To divide √95 by 3√5, we can simplify the expression.
Step 1: Simplify √95:
√95 = √(5 × 19) = √5 × √19
Step 2: Simplify 3√5:
3√5 = 3 × √5
Step 3: Combine the simplified expressions:
(√5 × √19) / (3 × √5)
Step 4: Cancel out the common factor of √5:
(√19) / 3
So, the division of √95 by 3√5 is (√19) / 3.
To divide the expressions √95 and 3√5, we can simplify them individually and then divide.

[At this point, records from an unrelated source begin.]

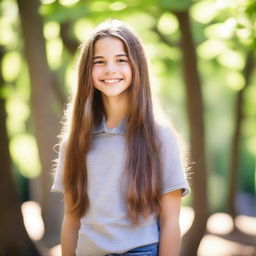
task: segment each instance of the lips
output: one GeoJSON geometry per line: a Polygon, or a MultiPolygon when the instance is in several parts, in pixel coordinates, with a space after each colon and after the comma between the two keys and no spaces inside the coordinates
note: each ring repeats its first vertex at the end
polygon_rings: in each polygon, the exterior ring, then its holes
{"type": "Polygon", "coordinates": [[[112,78],[112,79],[104,79],[104,80],[101,80],[101,81],[104,82],[107,85],[113,85],[113,84],[119,83],[122,80],[123,79],[121,79],[121,78],[112,78]]]}

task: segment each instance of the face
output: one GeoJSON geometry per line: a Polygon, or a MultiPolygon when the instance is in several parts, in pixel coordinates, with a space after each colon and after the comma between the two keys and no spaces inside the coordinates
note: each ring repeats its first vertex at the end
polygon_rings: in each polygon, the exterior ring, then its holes
{"type": "Polygon", "coordinates": [[[92,80],[103,96],[128,93],[132,69],[122,41],[115,37],[99,39],[94,46],[92,80]]]}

Let's start by simplifying the expressions:
√95 = √(5*19) = √5 * √19
3√5 remains unchanged.
Now we can rewrite the division as a multiplication:
(√5 * √19) / (3√5)
To divide two square roots with the same radicand (√5 in this case), we can simplify the expression further:
√5 / √5 = 1 (since the square root of a number divided by itself is equal to 1)
So the expression becomes:
(1 * √19) / 3√5
To simplify further, we can cancel out the common factors in the numerator and denominator:
(√19) / (3)
Therefore, the division of √95 and 3√5 simplifies to (√19) / 3.